Quant à Antoine d’Abbadie (5), si l’on sait qu’il  l’a rencontré au moins une fois grâce au livre qu’Arnaud d’Abbadie rédigea (Douze ans de Voyages en Ethiopie, Chap. XI), ce fut en février 1840, à Maïe-Tahalo, on lit dans un rapport adressé au Ministre des Affaires Etrangères qu’il apprend que Mr d’Abbadie jeune, donc Arnaud a été « accusé à tort ou à raison d’avoir conspiré chez Ras Ali contre Oubi, et qu’il fut brusquement chassé avec son frère. » et ce en 1839 .Qu’en 1841, « que les Mrs d’Abbadie se trouvent à Tajoura, mais qu’il n’a pas pu les voir. » Enfin que le 10 juillet, il parvient à Djedda ou il rencontre Mr d’Abbadie jeune qui a laissé son frère Antoine à Odéida ou ils devaient se rejoindre à Massaouah. Ces courriers sont extrêmement enseignants et révèlent à la fois la personnalité, les convictions, mais aussi le courage de ces jeunes explorateurs à la conquête  de ces contrées lointaines, portant leurs rêves, leurs espoirs dans des conditions extrêmement difficiles, souvent périlleuses nous léguant à travers leurs écrits de bien beaux témoignages.
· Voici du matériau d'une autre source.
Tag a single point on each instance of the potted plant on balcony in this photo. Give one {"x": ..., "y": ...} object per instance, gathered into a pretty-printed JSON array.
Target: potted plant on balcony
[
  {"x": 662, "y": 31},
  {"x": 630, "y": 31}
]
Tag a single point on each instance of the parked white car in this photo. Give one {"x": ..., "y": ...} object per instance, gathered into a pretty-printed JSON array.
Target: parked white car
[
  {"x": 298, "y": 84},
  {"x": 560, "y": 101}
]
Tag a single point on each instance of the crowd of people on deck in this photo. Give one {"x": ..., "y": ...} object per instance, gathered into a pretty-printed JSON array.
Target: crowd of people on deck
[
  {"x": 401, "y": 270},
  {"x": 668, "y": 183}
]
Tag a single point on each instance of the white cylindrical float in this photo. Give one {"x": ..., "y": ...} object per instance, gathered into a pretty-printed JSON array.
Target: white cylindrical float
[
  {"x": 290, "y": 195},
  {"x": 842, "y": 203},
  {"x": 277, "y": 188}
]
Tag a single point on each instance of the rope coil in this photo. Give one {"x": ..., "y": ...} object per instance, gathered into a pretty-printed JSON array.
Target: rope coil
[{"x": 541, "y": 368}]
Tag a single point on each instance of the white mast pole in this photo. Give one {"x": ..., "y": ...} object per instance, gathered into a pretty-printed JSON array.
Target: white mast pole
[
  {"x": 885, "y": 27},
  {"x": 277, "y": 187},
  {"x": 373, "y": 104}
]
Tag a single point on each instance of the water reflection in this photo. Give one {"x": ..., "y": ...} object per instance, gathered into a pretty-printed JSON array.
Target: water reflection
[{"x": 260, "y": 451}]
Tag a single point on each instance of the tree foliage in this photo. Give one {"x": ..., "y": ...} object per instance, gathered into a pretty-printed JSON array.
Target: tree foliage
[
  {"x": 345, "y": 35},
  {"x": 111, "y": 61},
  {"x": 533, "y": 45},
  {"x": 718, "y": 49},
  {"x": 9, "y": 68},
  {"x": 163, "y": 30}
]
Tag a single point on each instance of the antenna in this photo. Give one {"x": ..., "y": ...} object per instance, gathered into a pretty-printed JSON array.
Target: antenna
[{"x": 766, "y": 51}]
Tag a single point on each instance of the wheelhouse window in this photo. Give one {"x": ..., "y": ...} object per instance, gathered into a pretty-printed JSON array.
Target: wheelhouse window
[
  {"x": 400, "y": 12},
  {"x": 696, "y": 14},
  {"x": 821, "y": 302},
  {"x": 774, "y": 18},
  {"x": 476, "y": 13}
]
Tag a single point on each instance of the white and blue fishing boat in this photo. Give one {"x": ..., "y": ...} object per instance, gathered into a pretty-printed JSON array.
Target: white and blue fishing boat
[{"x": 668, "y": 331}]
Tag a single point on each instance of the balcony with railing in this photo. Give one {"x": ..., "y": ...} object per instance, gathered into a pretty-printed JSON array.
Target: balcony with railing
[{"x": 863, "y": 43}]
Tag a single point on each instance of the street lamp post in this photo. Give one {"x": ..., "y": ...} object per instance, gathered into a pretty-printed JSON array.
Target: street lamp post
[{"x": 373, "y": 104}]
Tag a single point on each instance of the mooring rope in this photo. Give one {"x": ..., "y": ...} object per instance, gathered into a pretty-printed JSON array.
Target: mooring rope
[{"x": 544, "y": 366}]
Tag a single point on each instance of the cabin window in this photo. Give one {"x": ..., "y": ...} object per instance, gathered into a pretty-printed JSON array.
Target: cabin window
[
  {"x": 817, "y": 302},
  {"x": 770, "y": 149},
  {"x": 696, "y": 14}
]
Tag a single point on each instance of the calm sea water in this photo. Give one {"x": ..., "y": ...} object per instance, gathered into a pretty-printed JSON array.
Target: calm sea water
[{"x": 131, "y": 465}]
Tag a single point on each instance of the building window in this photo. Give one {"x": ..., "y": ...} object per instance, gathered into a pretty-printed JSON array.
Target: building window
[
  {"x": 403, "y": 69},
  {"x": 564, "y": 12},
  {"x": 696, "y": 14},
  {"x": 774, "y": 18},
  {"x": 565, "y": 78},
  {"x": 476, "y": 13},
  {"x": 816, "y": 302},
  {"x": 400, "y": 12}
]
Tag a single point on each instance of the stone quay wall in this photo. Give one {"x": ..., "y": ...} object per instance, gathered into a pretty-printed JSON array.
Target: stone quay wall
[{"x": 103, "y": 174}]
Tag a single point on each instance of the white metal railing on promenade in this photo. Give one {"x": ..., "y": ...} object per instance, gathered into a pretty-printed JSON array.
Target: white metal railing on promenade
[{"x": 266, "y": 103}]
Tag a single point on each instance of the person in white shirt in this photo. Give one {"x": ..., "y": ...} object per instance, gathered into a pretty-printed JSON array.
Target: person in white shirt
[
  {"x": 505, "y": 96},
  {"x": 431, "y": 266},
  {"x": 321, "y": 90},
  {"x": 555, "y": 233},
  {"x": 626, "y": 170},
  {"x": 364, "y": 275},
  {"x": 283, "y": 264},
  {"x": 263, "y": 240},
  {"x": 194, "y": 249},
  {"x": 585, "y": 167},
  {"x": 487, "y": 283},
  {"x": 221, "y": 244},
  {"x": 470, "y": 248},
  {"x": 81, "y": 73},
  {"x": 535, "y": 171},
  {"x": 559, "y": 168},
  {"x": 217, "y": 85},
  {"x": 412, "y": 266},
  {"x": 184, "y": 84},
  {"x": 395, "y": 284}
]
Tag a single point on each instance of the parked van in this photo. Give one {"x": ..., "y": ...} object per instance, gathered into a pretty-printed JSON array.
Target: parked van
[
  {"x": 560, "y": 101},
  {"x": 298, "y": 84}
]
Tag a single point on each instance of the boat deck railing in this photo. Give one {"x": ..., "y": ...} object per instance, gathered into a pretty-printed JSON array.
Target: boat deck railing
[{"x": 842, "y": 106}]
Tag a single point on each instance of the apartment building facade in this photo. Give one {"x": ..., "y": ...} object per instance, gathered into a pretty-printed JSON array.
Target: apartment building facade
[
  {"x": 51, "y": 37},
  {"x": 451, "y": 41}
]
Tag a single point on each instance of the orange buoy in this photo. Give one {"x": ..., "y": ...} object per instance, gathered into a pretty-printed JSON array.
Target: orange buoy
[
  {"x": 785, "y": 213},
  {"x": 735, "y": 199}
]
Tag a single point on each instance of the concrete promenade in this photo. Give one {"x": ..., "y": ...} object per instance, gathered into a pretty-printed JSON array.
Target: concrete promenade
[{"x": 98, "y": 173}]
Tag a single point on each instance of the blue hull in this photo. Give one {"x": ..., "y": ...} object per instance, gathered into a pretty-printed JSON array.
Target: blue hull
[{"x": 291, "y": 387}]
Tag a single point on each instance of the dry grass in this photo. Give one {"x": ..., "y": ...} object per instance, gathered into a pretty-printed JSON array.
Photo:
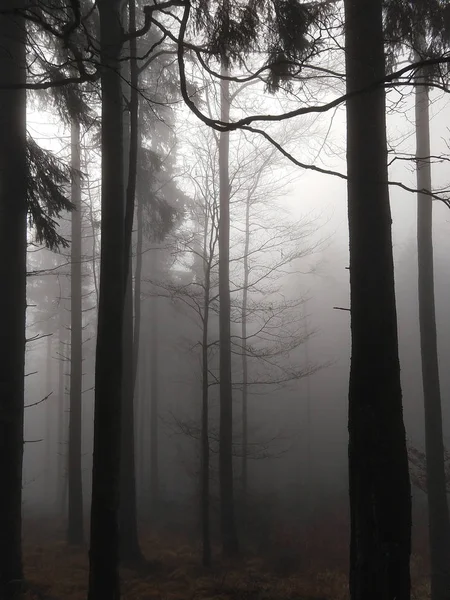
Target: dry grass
[{"x": 57, "y": 572}]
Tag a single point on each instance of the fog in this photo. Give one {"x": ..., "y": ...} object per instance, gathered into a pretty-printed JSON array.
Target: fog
[{"x": 297, "y": 425}]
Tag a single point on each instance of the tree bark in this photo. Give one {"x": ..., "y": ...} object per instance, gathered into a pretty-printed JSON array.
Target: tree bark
[
  {"x": 230, "y": 544},
  {"x": 205, "y": 455},
  {"x": 48, "y": 472},
  {"x": 61, "y": 452},
  {"x": 75, "y": 517},
  {"x": 438, "y": 516},
  {"x": 380, "y": 501},
  {"x": 13, "y": 244},
  {"x": 138, "y": 349},
  {"x": 245, "y": 361},
  {"x": 104, "y": 549},
  {"x": 129, "y": 541},
  {"x": 154, "y": 398},
  {"x": 130, "y": 550}
]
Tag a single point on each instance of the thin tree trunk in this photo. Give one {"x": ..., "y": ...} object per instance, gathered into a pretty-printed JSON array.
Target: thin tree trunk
[
  {"x": 137, "y": 349},
  {"x": 75, "y": 518},
  {"x": 104, "y": 548},
  {"x": 61, "y": 451},
  {"x": 438, "y": 516},
  {"x": 48, "y": 419},
  {"x": 130, "y": 550},
  {"x": 154, "y": 398},
  {"x": 129, "y": 542},
  {"x": 205, "y": 455},
  {"x": 380, "y": 500},
  {"x": 228, "y": 526},
  {"x": 13, "y": 244},
  {"x": 245, "y": 362}
]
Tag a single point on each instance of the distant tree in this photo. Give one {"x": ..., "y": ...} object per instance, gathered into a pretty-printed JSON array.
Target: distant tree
[
  {"x": 104, "y": 540},
  {"x": 422, "y": 30},
  {"x": 380, "y": 502},
  {"x": 31, "y": 186},
  {"x": 75, "y": 514}
]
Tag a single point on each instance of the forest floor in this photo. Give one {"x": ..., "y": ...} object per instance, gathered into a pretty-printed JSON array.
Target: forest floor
[{"x": 58, "y": 572}]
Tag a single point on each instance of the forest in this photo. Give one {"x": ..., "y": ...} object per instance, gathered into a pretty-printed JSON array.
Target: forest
[{"x": 224, "y": 242}]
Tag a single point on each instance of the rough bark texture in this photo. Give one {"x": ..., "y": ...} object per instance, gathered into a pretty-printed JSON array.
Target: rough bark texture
[
  {"x": 245, "y": 360},
  {"x": 129, "y": 542},
  {"x": 380, "y": 502},
  {"x": 13, "y": 177},
  {"x": 75, "y": 517},
  {"x": 205, "y": 456},
  {"x": 228, "y": 525},
  {"x": 104, "y": 549},
  {"x": 48, "y": 472},
  {"x": 154, "y": 397},
  {"x": 61, "y": 462},
  {"x": 438, "y": 516}
]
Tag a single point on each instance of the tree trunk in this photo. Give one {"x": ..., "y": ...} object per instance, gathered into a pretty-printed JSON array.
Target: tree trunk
[
  {"x": 48, "y": 472},
  {"x": 130, "y": 550},
  {"x": 438, "y": 516},
  {"x": 61, "y": 451},
  {"x": 75, "y": 518},
  {"x": 228, "y": 526},
  {"x": 154, "y": 397},
  {"x": 104, "y": 549},
  {"x": 380, "y": 501},
  {"x": 13, "y": 243},
  {"x": 204, "y": 487},
  {"x": 129, "y": 542},
  {"x": 137, "y": 347},
  {"x": 245, "y": 361}
]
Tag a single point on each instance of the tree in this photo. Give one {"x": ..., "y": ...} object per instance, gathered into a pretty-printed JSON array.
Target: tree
[
  {"x": 104, "y": 543},
  {"x": 228, "y": 526},
  {"x": 13, "y": 243},
  {"x": 75, "y": 515},
  {"x": 438, "y": 515},
  {"x": 380, "y": 502},
  {"x": 422, "y": 30}
]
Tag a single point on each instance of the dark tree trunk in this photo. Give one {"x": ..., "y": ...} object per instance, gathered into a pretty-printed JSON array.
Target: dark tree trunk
[
  {"x": 48, "y": 474},
  {"x": 245, "y": 362},
  {"x": 230, "y": 544},
  {"x": 104, "y": 549},
  {"x": 61, "y": 449},
  {"x": 75, "y": 518},
  {"x": 129, "y": 542},
  {"x": 13, "y": 242},
  {"x": 438, "y": 516},
  {"x": 208, "y": 257},
  {"x": 154, "y": 397},
  {"x": 138, "y": 348},
  {"x": 130, "y": 550},
  {"x": 380, "y": 501}
]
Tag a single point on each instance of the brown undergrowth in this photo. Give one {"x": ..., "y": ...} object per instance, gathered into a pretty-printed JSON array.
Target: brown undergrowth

1/ Des réunions de saint-simoniens dirigés par Prosper Enfantin et Toussaint jeune, se tenaient alors dans la cuisine de l’officine. Cité dans "Voyage au centre de l’Affaire", Ed Pégase, Michel Azens 2014.
2/ Conservés aux Archives saint-simoniennes à la Bibliothèque de l’Arsenal.
3/ Voyage en Abyssinie, Voyage en Egypte, en Nubie.
4/ Signalé dans "Voyage au Centre de l’Affaire" Michel Azens, Ed Pégase, 2014.
5/ Lire Antoine d’Abbadie dans Sud Insolite et le "Voyage au centre de l’Affaire".

Notes : bulletin de la S.E.S.A Tome XLV, 1941.